User-visible symptom that started this: "summaries are terribly slow after someone clicks finish conversation." It was not slow, it was broken: summaries never landed.

Problem diagnosis

Investigated the prod k8s cluster (echo-prod) logs across api, workers, scheduler, and directus.

1. Summarization totally broken (P0)

  • task_summarize_conversation: 0 completions in 12h, 822+ failures in 6h across the network workers, 72 distinct conversations affected. Prod DB confirmed it: of the last 40 conversations, 35 were is_finished=True + is_all_chunks_transcribed=True but had summary = NULL.
  • Failure: sniffio._impl.AsyncLibraryNotFoundError: unknown async library, or not in async context, raised on the very first async call (async_directus.get_item -> httpx.AsyncClient -> sniffio), before reaching the LLM.

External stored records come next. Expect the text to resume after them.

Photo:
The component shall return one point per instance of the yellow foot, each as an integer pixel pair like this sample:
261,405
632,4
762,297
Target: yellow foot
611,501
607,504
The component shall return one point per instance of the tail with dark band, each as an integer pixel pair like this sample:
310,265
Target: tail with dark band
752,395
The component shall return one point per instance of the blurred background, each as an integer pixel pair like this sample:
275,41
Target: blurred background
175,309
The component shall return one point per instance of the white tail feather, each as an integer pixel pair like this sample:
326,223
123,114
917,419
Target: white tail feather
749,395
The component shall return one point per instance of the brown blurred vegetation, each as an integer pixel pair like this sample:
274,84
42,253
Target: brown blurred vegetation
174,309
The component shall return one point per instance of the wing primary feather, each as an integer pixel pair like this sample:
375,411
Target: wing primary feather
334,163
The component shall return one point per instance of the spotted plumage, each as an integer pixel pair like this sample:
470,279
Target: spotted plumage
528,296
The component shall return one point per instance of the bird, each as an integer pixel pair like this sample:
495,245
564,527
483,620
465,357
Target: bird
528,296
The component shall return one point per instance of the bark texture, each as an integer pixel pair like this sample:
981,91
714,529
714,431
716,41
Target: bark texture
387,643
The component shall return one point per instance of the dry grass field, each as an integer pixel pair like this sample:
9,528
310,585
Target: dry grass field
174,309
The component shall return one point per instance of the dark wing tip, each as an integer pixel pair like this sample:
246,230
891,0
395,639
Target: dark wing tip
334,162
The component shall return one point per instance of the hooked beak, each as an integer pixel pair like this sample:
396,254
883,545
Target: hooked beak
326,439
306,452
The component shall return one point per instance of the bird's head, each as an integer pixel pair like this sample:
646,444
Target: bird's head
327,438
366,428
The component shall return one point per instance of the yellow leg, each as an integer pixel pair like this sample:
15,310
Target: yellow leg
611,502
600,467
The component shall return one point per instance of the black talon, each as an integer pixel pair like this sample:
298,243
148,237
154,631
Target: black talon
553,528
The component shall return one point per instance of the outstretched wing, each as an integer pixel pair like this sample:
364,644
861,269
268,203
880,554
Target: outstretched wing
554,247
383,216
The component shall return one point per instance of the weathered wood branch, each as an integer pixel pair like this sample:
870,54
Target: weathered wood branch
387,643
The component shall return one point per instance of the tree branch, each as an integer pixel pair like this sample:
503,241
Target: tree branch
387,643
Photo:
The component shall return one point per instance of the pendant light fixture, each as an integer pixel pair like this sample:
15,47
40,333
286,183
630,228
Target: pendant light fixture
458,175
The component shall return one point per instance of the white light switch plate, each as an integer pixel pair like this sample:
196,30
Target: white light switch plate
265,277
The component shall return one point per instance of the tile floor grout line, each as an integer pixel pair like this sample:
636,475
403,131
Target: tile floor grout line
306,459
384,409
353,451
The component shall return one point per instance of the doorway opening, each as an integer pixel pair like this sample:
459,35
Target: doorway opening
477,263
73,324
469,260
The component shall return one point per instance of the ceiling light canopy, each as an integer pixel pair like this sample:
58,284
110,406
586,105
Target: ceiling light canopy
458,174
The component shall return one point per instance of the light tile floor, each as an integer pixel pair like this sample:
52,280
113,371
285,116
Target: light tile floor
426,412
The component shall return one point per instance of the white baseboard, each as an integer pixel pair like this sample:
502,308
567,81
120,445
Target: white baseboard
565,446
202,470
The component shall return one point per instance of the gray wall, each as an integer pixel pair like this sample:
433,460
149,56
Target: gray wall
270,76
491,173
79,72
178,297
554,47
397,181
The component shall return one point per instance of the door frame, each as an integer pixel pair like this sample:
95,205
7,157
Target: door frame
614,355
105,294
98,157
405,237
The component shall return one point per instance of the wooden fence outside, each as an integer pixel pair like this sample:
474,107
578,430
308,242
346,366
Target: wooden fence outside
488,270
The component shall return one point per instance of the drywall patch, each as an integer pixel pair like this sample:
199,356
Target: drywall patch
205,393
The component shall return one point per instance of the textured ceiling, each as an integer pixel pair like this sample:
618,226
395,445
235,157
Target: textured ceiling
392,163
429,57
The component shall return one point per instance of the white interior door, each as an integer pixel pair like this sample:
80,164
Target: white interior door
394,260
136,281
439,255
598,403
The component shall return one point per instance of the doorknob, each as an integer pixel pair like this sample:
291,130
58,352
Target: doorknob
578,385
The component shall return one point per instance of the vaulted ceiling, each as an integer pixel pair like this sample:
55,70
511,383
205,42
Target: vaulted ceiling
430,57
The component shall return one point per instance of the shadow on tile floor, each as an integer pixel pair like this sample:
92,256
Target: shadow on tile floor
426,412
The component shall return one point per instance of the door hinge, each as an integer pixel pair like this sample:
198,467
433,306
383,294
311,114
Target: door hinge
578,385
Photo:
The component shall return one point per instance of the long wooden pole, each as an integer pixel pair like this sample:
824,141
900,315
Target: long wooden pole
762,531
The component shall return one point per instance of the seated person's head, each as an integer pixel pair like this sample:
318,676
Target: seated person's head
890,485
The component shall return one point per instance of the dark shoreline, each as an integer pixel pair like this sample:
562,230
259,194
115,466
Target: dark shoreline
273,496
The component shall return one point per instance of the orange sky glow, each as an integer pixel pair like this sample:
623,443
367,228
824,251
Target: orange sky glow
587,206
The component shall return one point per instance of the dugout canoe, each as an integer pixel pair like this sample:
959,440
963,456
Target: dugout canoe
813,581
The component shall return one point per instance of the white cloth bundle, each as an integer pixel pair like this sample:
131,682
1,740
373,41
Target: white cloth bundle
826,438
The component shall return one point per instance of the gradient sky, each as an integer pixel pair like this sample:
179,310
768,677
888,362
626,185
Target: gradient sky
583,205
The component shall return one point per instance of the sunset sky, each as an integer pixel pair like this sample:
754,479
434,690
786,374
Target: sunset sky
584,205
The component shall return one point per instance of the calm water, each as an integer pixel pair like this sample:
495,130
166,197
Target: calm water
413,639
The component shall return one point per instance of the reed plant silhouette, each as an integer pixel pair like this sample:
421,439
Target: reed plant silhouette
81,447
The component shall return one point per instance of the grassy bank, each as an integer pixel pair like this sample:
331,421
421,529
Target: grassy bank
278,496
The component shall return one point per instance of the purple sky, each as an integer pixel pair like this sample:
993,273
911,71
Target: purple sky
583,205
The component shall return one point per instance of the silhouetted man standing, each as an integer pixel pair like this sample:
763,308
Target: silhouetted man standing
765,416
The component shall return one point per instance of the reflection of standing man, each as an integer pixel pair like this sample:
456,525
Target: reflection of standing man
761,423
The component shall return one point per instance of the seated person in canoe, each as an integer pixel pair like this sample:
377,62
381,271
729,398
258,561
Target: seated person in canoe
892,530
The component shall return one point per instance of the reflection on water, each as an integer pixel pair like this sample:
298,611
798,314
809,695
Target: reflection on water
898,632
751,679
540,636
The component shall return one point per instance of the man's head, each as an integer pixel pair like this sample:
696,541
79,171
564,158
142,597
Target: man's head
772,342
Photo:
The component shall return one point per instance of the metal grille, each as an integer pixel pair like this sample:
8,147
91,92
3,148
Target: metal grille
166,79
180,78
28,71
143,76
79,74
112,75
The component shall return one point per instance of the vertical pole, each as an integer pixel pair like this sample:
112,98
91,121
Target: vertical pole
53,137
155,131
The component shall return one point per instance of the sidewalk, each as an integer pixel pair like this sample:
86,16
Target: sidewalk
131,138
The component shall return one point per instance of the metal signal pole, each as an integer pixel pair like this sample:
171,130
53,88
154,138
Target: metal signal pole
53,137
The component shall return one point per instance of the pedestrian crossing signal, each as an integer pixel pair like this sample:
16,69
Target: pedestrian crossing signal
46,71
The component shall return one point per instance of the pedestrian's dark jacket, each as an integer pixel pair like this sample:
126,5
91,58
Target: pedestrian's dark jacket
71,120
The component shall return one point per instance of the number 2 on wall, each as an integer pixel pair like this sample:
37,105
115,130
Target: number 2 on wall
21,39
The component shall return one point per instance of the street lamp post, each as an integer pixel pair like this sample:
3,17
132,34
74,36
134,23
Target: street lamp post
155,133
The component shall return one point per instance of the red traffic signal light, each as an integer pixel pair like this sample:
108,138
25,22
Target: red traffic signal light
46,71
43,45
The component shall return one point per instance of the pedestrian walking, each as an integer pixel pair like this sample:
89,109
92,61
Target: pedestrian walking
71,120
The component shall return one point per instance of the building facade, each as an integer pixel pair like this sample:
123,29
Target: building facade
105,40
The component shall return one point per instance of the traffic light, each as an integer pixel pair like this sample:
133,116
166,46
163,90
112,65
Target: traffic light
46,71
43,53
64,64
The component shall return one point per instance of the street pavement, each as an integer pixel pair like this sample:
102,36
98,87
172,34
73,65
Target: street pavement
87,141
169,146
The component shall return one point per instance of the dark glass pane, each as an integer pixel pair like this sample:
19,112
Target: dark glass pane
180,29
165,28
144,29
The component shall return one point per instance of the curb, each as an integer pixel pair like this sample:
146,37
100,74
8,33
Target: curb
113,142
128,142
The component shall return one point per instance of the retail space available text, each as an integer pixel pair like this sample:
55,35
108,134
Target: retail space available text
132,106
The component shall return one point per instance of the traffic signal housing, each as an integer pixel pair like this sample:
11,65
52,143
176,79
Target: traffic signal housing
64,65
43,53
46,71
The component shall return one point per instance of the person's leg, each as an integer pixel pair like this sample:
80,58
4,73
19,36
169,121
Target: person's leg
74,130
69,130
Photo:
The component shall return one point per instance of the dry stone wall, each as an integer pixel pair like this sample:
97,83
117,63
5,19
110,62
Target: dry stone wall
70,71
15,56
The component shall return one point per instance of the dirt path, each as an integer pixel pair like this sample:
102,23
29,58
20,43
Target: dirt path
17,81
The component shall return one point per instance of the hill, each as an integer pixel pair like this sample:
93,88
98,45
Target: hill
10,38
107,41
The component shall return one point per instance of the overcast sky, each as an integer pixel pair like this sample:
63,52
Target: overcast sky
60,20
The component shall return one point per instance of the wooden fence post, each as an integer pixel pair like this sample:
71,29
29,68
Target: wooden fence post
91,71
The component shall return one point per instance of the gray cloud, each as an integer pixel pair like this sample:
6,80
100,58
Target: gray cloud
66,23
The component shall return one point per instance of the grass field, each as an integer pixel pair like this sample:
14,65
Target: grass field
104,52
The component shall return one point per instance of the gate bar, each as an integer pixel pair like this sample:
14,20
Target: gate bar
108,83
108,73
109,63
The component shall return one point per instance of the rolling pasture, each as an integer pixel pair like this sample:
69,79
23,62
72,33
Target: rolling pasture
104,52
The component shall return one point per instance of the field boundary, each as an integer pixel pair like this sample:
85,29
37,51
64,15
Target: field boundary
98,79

2. Chunk merging broken (P0, same root cause)

  • task_merge_conversation_chunks: 39 failures in 6h with RuntimeError: Event loop is closed, same call site (async_directus.get_item). Merged transcripts (used by reports/export) were not being produced.

Root cause (both)

Every Dramatiq actor ran async code through run_async_in_new_loop, which created and then closed a throwaway event loop on every call. That single design choice caused both failures:

  • The process-global async httpx client (async_directus) bound its connection pool to a loop that was then closed -> RuntimeError: Event loop is closed.
  • Under dramatiq-gevent, many greenlets share one OS thread; interleaving across those ephemeral loops corrupts asyncio's thread-local running loop, so sniffio.current_async_library() cannot detect the backend -> AsyncLibraryNotFoundError.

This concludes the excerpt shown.